The building's façade was constructed in the Baroque manner of the day, which Doxat wanted to apply in the entire German section of Belgrade and is a typical example of a residential-business urban house, common in the area of the Habsburg monarchy in the Danube region in the 18th century. The house has a cellar, ground floor and upper floor. Its original façade was divided by a simple horizontal cornice above the ground floor, by side pilasters on the corners and, probably, a profiled roof cornice. The portals were framed in profiled stone frames. All seven original houses were connected via cellars and the remaining cellar stretches below the entire building. The lowest cellar point is 4 m (13 ft) underground and the Danube's water level is some 5 m (16 ft) below the cellar.
Stories about the lagums, underground corridors which connect the house with the fortress have been circulating for a long time and one of the alleged reasons for the execution of Doxat was to keep the vast underground network of corridors a secret.
The story was brought to the spotlight again in 1963. Mrs. Katarina Bastl, a longtime tenant of the house, gave an interview to the architectural "Izgradnja" magazine. She claimed that in the spring of 1941, soon after Germany occupied Yugoslavia, a group of Wehrmacht officers arrived in the limousine and entered the cellar.
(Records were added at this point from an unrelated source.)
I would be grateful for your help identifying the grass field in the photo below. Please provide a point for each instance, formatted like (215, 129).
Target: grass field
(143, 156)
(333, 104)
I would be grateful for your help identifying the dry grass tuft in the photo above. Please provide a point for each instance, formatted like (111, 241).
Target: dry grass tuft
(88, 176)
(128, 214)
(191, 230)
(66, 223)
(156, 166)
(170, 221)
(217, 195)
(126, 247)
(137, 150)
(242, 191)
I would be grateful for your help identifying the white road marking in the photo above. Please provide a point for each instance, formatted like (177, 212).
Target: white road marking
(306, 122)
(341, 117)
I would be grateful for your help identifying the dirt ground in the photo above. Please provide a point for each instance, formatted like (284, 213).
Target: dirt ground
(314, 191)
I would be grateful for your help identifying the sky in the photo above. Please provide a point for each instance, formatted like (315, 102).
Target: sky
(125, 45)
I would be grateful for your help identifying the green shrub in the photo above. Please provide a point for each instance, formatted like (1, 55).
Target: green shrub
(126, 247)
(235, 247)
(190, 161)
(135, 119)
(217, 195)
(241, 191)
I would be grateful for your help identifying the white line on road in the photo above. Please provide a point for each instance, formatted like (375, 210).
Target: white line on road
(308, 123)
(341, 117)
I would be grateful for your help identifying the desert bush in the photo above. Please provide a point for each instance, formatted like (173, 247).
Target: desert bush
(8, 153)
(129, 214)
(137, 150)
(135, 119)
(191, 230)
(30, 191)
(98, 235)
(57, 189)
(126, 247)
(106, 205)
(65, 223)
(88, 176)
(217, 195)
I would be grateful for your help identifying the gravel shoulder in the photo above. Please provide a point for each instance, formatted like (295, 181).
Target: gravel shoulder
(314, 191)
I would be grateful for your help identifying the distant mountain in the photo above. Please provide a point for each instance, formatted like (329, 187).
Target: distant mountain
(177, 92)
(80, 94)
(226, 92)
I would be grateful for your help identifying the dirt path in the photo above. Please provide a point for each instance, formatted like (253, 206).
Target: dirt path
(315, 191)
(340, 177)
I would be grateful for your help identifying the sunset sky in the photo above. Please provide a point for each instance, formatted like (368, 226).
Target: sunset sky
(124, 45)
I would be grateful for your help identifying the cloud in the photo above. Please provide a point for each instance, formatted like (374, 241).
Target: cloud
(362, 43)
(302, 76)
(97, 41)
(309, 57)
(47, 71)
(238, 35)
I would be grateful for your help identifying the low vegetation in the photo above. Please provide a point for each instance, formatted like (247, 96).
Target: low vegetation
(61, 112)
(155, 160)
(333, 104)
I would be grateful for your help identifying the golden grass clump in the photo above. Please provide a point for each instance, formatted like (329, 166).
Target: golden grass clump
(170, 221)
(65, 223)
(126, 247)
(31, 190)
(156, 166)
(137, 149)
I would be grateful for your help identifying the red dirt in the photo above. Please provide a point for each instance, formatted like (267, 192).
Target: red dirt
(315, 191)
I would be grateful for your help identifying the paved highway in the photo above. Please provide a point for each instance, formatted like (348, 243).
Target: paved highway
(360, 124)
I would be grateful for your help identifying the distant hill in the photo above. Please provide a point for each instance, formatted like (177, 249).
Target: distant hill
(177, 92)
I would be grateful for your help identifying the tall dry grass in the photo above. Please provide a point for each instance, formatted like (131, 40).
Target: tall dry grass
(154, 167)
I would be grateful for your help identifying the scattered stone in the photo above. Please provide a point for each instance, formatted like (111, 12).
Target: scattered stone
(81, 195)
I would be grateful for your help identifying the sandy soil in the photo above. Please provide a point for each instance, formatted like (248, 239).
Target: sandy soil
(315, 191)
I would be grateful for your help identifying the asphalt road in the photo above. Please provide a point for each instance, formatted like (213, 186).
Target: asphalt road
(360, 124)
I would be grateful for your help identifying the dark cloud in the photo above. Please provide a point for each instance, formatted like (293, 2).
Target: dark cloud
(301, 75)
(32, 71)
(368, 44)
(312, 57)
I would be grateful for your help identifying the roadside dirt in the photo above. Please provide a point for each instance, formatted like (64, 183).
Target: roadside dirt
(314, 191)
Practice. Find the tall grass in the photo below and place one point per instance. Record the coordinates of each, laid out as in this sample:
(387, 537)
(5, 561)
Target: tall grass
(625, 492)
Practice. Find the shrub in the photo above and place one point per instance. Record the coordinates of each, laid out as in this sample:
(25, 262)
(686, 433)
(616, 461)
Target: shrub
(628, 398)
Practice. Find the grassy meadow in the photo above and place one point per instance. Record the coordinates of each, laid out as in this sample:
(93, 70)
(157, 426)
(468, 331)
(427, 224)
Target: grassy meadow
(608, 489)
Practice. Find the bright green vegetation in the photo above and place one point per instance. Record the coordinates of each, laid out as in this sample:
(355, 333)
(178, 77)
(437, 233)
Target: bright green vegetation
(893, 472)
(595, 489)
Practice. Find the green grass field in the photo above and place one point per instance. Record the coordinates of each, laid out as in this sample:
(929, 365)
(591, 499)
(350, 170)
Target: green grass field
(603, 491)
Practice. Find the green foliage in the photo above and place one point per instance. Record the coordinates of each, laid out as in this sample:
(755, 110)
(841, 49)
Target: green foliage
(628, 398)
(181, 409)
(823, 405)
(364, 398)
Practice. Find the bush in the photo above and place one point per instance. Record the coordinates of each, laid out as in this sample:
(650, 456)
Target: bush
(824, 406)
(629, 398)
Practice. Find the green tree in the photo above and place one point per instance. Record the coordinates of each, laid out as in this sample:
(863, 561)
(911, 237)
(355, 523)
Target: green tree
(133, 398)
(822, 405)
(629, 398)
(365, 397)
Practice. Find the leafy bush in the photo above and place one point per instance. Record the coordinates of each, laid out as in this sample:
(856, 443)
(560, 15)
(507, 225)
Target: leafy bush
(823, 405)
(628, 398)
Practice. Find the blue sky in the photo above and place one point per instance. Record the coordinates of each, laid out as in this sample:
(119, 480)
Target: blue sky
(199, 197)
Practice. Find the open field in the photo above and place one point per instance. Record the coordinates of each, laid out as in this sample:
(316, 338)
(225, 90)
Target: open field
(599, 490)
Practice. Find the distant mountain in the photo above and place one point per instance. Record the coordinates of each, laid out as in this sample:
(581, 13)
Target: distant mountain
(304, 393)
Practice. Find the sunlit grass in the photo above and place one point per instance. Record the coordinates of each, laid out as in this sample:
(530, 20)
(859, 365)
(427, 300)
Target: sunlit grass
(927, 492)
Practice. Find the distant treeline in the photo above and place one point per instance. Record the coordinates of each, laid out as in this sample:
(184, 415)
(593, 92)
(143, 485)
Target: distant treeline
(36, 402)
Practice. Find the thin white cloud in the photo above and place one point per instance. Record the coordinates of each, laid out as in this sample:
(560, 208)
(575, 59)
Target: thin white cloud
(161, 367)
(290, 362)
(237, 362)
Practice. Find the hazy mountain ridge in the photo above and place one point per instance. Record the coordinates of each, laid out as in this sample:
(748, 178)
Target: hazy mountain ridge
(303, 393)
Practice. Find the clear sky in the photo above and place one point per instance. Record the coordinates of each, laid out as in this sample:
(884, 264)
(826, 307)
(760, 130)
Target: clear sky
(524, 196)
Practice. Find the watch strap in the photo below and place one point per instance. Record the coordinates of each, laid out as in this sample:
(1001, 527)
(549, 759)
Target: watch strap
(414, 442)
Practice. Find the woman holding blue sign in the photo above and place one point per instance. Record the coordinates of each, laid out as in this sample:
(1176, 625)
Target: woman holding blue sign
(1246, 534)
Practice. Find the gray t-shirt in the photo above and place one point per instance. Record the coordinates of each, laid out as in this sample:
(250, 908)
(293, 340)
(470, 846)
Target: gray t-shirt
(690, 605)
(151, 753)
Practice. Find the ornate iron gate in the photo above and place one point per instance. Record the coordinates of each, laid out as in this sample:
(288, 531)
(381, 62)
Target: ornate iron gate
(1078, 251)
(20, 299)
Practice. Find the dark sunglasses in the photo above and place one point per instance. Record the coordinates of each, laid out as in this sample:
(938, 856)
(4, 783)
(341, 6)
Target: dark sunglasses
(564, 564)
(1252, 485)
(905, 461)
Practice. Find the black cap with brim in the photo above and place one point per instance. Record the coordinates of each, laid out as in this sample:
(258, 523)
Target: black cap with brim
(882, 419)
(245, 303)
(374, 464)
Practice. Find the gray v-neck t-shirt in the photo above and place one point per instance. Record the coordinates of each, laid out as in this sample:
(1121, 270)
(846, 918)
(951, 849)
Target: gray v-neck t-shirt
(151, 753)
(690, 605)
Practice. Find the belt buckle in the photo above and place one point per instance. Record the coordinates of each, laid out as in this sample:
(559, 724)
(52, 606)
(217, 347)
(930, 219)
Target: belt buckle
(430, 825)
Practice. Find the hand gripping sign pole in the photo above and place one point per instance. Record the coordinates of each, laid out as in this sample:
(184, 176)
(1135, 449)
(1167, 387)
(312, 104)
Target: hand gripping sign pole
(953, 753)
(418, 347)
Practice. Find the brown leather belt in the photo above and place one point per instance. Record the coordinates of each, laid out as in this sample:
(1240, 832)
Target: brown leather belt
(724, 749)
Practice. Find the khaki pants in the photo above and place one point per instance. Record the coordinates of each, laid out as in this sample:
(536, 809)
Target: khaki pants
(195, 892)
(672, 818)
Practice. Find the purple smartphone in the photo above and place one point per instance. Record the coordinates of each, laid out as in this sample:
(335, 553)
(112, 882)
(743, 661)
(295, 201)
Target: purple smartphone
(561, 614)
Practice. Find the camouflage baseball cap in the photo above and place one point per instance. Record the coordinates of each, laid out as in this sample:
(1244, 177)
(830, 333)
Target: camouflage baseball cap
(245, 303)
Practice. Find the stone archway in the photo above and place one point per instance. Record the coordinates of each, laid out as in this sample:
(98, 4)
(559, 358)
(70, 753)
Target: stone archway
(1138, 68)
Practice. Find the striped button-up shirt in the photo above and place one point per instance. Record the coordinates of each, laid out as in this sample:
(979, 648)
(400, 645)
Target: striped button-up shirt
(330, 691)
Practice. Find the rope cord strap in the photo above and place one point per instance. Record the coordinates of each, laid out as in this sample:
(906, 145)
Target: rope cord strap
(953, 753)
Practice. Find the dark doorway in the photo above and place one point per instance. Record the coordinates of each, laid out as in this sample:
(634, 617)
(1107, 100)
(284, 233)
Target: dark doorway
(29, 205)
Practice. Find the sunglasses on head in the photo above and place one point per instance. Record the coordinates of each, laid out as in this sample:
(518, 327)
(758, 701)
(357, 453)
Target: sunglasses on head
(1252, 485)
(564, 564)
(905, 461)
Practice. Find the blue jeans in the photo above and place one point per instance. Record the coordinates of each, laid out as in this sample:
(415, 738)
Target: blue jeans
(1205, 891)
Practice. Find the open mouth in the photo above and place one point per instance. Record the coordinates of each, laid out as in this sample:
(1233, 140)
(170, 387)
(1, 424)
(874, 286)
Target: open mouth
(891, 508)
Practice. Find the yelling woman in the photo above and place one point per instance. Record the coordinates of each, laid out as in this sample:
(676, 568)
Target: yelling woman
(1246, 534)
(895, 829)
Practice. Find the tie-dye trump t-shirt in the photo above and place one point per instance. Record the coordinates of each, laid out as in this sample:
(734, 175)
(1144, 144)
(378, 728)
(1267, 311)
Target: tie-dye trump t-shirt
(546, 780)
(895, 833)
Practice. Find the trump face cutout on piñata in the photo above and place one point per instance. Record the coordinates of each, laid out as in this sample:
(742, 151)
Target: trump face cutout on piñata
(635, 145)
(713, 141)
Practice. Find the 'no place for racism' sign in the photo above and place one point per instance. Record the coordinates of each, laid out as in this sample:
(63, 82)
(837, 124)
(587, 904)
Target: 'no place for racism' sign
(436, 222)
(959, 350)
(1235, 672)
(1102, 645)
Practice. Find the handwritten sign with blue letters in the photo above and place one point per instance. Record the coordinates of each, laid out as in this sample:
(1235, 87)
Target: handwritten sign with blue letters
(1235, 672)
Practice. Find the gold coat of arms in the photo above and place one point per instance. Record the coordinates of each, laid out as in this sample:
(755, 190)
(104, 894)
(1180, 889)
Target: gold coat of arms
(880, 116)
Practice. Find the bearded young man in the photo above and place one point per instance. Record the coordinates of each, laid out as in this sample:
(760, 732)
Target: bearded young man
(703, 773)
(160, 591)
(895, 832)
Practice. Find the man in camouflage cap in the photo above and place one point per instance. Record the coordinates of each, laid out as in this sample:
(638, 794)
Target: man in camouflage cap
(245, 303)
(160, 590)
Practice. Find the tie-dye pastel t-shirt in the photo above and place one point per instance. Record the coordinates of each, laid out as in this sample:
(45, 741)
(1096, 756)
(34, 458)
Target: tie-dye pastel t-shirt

In the next weeks, the tenants were not allowed to enter the cellar and there was a constant noise as the Germans continuously hammered and drilled something below the building. The story prompted many people, including speleologists, to explore the cellar, but all they could find was an inundated cellar, divided by the parting walls and full of thick watery sludge. The walls were obviously much younger than the house itself. In 2010 journalists entered the cellar. The stone staircase leads down for some 30 m (98 ft), before the deep sludge prevents the further passing. Whether there are corridors further from that point and where they lead is still unknown.
As of 2017, it is the oldest building of Belgrade and the only residential house from the first half of the 18th century preserved in the urban structure of Belgrade outside the complex of the Fortress.The city administration prepared a report in 2010, which envisioned the adaptation of the building into the museum, but as of 2017 it didn't materialize.